News travels fast around the College.

Allow me to qualify this statement: food-related news travels fast around Williams. However, the purple bubble that encloses this campus is a powerful, almost fantastical force. Within the bubble, the day-to-day academic life supersedes “real-world” influences. Although comforting at times, the bubble has limited our scope as politically active citizens. Many of us are unaware of the extent of tragedies occurring all around the world, since the campus selectively chooses the topics of discourse. Particularly, students are unaware as to the extent of the Venezuelan crisis.

The country of Venezuela was once regarded as a world model for democracy. This might be a bit shocking now, considering how the current Nicolás Maduro-led Venezuela is teetering near a failing state threshold. Last year alone, the average Venezuelan lost 19 pounds, an effect known as the “Maduro diet.” By the end of the year, the Venezuelan currency will have faced severe devaluation, as the economy suffers from hyperinflation. The harsh conditions have consequently forced approximately 7-12 percent of Venezuelans to neighboring countries. This means that the Venezuelan crisis is burdening countries who themselves are struggling economically. This situation is somewhat ironic, considering Venezuela’s past.

In the ’70s, people throughout Latin America immigrated to Venezuela in search of opportunity, which unfortunately did not last very long due to the socialist uprising of Hugo Chavez. His populist ideology appealed to a strong, largely uneducated base angered by the nation’s economic inequality. This was sufficient for keeping Chavez in power. Over time, the Chavista government began to reward apathy over hard work and critical thinking. Despite occurring approximately 20 years ago on a different continent, the Venezuelan political situation is eerily similar to our own.

Last week, I had the privilege of conversing with climate physicist Marcos A. Peñazola-Murillo, a proud Venezuelan and researcher in the College’s astronomy department. Marcos is in every respect an extremely accomplished man. A Fulbright scholar, tenured in Venezuela since his 20s, Peñazola-Murillo has studied most major solar eclipse effects. This Friday, he will be the featured speaker at an MIT colloquium.

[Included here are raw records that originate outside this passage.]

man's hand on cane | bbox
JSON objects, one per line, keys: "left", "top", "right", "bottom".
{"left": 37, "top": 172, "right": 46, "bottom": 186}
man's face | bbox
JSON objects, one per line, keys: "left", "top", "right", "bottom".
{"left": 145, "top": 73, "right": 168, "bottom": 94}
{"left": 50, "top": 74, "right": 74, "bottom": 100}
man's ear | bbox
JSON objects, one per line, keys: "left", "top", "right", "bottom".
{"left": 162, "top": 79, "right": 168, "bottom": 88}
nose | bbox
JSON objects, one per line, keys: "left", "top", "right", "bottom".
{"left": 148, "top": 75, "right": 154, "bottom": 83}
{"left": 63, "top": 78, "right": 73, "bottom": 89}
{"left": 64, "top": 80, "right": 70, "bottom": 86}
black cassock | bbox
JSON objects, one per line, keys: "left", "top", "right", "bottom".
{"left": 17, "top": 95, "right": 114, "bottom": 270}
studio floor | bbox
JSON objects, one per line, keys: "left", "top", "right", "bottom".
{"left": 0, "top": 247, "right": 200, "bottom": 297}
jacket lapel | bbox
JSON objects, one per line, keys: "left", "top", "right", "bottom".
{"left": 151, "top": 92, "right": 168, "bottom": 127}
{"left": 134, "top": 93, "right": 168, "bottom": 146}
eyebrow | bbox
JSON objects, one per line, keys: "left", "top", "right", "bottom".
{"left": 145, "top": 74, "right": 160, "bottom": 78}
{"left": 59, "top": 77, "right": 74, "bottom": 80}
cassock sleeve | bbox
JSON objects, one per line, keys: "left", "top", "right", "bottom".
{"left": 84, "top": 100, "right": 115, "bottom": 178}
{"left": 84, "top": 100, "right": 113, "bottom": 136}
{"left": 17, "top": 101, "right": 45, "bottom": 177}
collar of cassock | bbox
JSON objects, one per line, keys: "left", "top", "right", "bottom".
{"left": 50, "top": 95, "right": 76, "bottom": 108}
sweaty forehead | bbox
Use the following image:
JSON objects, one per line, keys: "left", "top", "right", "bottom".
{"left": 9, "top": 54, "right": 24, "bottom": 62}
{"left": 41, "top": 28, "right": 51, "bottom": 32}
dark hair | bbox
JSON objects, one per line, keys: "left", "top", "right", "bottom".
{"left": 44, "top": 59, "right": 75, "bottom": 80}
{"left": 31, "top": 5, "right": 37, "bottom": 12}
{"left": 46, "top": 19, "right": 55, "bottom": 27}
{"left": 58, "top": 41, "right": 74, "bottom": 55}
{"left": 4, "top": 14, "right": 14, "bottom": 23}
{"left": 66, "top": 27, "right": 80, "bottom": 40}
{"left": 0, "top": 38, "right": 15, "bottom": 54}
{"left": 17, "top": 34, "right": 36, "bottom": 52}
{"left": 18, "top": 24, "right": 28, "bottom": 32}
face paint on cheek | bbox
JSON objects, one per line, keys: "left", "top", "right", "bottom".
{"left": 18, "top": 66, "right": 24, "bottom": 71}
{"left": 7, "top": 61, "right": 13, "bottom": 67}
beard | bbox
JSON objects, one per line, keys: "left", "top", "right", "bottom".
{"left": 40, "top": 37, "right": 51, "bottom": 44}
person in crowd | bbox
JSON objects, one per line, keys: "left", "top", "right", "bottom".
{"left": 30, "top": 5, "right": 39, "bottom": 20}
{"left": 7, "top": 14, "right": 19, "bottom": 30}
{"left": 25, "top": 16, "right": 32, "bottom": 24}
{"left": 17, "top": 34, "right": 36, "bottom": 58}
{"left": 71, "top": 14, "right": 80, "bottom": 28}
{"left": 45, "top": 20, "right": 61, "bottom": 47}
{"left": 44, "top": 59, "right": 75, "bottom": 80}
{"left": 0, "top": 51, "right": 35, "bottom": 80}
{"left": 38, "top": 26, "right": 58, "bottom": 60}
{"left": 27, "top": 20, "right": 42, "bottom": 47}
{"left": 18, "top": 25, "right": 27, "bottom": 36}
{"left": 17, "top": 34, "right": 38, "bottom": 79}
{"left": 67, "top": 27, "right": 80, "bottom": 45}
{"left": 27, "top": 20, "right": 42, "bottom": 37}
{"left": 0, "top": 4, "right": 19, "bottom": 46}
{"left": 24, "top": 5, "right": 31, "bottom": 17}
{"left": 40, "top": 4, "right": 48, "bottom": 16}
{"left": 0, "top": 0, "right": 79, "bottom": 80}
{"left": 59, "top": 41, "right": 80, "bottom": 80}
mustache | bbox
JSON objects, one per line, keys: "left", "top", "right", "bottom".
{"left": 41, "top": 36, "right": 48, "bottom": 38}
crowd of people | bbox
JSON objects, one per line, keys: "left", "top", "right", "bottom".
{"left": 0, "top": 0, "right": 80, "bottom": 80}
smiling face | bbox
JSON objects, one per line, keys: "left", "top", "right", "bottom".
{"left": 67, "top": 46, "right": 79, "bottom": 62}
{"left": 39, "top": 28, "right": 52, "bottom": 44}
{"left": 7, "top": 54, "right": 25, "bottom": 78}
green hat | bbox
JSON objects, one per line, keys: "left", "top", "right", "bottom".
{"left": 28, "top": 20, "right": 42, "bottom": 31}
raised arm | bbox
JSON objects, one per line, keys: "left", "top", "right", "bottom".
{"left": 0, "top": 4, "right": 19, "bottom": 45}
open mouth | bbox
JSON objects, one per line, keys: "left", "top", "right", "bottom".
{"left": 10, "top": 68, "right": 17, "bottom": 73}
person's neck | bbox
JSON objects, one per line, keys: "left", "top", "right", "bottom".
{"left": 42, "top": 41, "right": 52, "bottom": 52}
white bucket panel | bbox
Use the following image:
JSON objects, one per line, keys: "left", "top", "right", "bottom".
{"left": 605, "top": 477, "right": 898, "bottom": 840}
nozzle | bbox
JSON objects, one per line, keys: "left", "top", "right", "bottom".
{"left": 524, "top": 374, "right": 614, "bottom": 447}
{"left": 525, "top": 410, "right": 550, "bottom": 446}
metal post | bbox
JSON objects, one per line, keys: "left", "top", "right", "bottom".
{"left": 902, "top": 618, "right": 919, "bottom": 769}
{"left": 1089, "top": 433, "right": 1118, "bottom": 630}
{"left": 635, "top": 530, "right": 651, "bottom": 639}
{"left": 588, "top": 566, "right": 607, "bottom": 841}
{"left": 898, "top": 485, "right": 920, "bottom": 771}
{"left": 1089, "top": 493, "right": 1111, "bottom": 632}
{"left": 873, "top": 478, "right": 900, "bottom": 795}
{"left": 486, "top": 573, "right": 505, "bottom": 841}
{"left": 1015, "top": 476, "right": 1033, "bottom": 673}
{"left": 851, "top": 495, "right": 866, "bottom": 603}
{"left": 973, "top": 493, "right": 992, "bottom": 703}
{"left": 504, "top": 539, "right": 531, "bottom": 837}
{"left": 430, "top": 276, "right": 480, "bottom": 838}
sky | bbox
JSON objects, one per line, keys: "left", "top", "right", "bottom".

Talking to Marcos has confirmed and expanded my perception of the Venezuelan crisis. Through kind words and expressive gestures, he recalled the change in his university education, claiming it to be a microscale representation of his country’s deterioration. Since educated individuals threaten the power of autocratic governments, funding for their universities had continually decreased.

Incoming students increasingly became more unprepared throughout the years. Eventually, as he put it, “it got to the point where a degree from a Venezuelan university didn’t mean anything.” Students coming out of the universities are comparable to the Arrested Development character Buster, where their “scholarly pursuits” are nothing more than a joke. Unfortunately, their elections are no better. Modern-day Venezuelan education is merely a form of distraction from governmental oppression.

I also got around to asking Marcos how much he makes as a professor in Venezuela at an institution that finds printer ink to be a luxury. He immediately face-palmed. Marcos, the tenured professor, Fulbright scholar and climate physicist, makes the equivalent of $35 a month. He lamented the fact that he will soon have to go back to his home country. Almost in resigned exasperation, he reflected on the incredible fact that just an airplane flight will drastically change his economic situation. When one of Venezuela’s hardest-working intellectuals struggles to survive, it shows how Venezuelans are more than just immigrants; they are refugees.

After learning about Venezuela, I feel emboldened to speak up. We the students need positive, all-encompassing dialogue throughout campus, such that everyone is educated and understanding of worldly issues. I fear that through passivity, we enable the formation of autocracies and the disregard of human rights. I challenge students to pop the purple bubble, to wake up and remember that there are issues other than finishing papers and problem sets.

Tonight, Mission Dining Hall will be holding a Latinx dinner, with an emphasis on Venezuelan culture. Come celebrate Venezuelan culture by eating delicious traditional foods. There will be a live music performance by the student group ¡Vive!. Swipe donations for the event will go towards Venezuelan immigration efforts and medication.

Ethan Lopes ’20 is an astrophysics and geosciences double major from Carson City, Nev.